Art gives us the chance to bring people and ideas together. Throughout history, artists have participated as adamant reactionaries to Unjust social-political actions and protest art is the creative works produced by activists and social movements. It is a traditional means of communication, utilized by a cross section of collectives and the state to inform and persuade citizens. Protest art helps arouse base emotions in their audiences, and in return may increase the climate of tension and create new opportunities to dissent.
Protest art acts as an important tool to form social consciousness, create networks, operate accessibly, and be cost-effective. Social movements produce such works as the signs, banners, posters, and other printed materials used to convey a particular cause or message. Often, such art is used as part of demonstrations or acts of civil disobedience. These works tend to be ephemeral, characterized by their portability and disposability, and are frequently not authored or owned by any one person. The various peace symbols, and the raised fist are two examples that highlight the democratic ownership of these signs.

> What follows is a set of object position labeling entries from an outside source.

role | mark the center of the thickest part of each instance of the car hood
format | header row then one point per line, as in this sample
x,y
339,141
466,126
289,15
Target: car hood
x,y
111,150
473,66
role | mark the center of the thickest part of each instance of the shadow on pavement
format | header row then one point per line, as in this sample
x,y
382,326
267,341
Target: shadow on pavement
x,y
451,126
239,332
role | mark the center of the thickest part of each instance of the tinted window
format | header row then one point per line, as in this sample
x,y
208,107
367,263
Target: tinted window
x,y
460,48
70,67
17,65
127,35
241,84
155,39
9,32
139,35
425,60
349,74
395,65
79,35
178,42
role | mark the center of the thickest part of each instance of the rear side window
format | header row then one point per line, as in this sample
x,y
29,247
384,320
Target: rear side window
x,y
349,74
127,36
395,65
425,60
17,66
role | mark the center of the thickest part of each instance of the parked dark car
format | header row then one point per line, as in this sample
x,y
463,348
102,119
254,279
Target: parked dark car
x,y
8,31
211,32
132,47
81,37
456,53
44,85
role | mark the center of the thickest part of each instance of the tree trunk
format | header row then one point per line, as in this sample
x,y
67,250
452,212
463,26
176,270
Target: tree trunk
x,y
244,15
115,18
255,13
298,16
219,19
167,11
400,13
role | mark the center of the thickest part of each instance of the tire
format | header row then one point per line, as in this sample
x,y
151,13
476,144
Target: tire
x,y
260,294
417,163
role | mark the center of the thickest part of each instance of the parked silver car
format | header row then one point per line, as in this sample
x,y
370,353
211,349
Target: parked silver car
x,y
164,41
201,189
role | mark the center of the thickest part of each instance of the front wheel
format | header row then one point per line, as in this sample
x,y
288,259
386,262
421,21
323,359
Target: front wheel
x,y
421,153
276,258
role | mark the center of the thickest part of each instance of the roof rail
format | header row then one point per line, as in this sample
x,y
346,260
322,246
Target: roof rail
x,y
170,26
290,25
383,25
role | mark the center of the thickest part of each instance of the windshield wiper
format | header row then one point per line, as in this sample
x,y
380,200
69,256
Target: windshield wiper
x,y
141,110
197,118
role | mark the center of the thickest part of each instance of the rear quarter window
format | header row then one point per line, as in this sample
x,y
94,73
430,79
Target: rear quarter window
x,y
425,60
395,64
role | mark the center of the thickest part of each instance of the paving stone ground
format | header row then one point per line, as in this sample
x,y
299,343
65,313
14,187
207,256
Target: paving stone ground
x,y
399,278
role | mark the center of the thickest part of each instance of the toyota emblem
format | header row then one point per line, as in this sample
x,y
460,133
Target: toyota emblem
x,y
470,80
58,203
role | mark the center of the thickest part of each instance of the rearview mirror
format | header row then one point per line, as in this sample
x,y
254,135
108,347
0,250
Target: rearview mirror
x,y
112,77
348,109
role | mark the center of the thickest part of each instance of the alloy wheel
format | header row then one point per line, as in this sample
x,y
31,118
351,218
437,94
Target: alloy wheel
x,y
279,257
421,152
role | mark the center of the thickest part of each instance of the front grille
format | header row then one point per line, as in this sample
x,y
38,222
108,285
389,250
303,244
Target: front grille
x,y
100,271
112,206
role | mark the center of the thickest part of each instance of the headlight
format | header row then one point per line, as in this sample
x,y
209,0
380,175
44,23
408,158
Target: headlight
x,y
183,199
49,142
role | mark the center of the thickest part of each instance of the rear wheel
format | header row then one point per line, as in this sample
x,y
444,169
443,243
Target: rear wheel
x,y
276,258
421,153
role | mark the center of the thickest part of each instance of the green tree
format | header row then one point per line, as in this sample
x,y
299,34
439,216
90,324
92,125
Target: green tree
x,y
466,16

Protest art also includes (but is not limited to) performance, site-specific installations, graffiti and street art, and crosses the boundaries of Visual arts genres, media, and disciplines. While some protest art is associated with trained and professional artists, an extensive knowledge of art is not required to take part in protest art. Protest artists frequently bypass the art-world institutions and commercial gallery system in an attempt to reach a wider audience. Furthermore, protest art is not limited to one region or country, but is rather a method that is used around the world.

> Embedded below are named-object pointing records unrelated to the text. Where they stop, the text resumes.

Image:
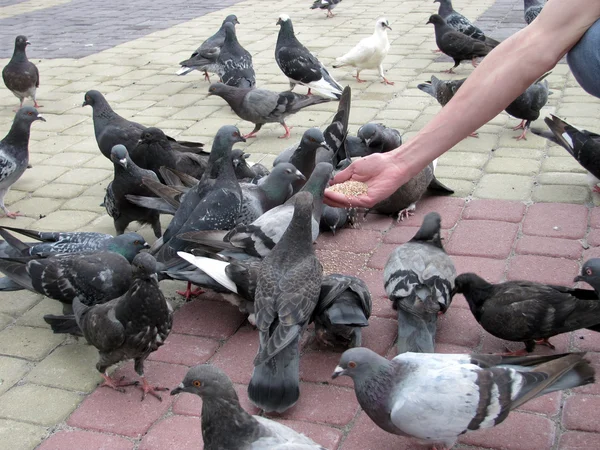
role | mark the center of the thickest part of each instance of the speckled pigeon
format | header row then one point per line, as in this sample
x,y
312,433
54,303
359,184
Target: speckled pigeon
x,y
418,279
287,292
225,425
457,45
205,56
437,397
261,106
20,75
120,332
128,181
300,65
14,152
527,311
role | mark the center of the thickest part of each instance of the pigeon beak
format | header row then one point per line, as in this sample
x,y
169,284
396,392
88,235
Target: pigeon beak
x,y
178,389
337,372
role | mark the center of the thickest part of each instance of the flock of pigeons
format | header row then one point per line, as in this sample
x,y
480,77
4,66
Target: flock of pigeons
x,y
247,232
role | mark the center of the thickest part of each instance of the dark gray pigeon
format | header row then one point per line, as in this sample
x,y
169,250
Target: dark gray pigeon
x,y
527,311
344,307
154,150
287,292
528,105
403,201
259,238
457,45
128,181
205,56
327,5
300,65
531,9
460,23
261,106
14,152
583,145
438,397
225,425
20,75
111,129
120,331
418,279
235,62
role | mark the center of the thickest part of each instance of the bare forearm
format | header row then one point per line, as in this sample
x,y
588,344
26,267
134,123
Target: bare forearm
x,y
502,76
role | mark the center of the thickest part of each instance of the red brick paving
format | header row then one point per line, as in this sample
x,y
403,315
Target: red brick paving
x,y
497,239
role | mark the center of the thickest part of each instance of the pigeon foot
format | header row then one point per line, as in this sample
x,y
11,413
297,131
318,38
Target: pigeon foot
x,y
117,385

Protest art represents and includes aesthetic, sociopolitical, and technological developments that have attempted to challenge and complicate the traditional boundaries and hierarchies of culture as represented by those in power. Its aim is to create art that is a form of political or social currency, actively addressing cultural power structures rather than representing them or simply describing them. It emerged partly out of a call for art to be connected to a wider audience, and to open up spaces where the marginalized and disenfranchised can be seen and heard.

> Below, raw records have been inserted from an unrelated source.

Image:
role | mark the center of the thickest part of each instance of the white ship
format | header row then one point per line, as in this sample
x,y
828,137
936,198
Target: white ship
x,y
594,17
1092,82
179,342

Protest art incorporates the use of public space to address socio-political issues and to encourage community and public participation as a means of bringing about social change.
It aims to affect social change by engaging in active processes of representation that work to foster participation in dialogue, raise consciousness, and empower individuals and communities. The need to ensure the continued impact of a work by sustaining the public participation process it initiated is also a challenge for many protest artists. It often requires the artist to establish relationships within the communities where projects take place.
If social movements are understood as “repeated public displays” of alternative political and cultural values, then protest art is significant in articulating such alternative views. Protest art is also important to the dimension of culture and an understanding of its importance alongside political, economical, and social forces in movements and acts of social change. One should be wary of conflating protest art with political art, as doing so obscures critical differences in methodology, strategy, and activist goals.
As awareness of social justices around the world became more common among the public, an increase in protest art can be seen. Some of the most critically effective artworks of the recent period were staged outside the gallery, away from the museum and in that sense, protest art has found a different relationship to the public.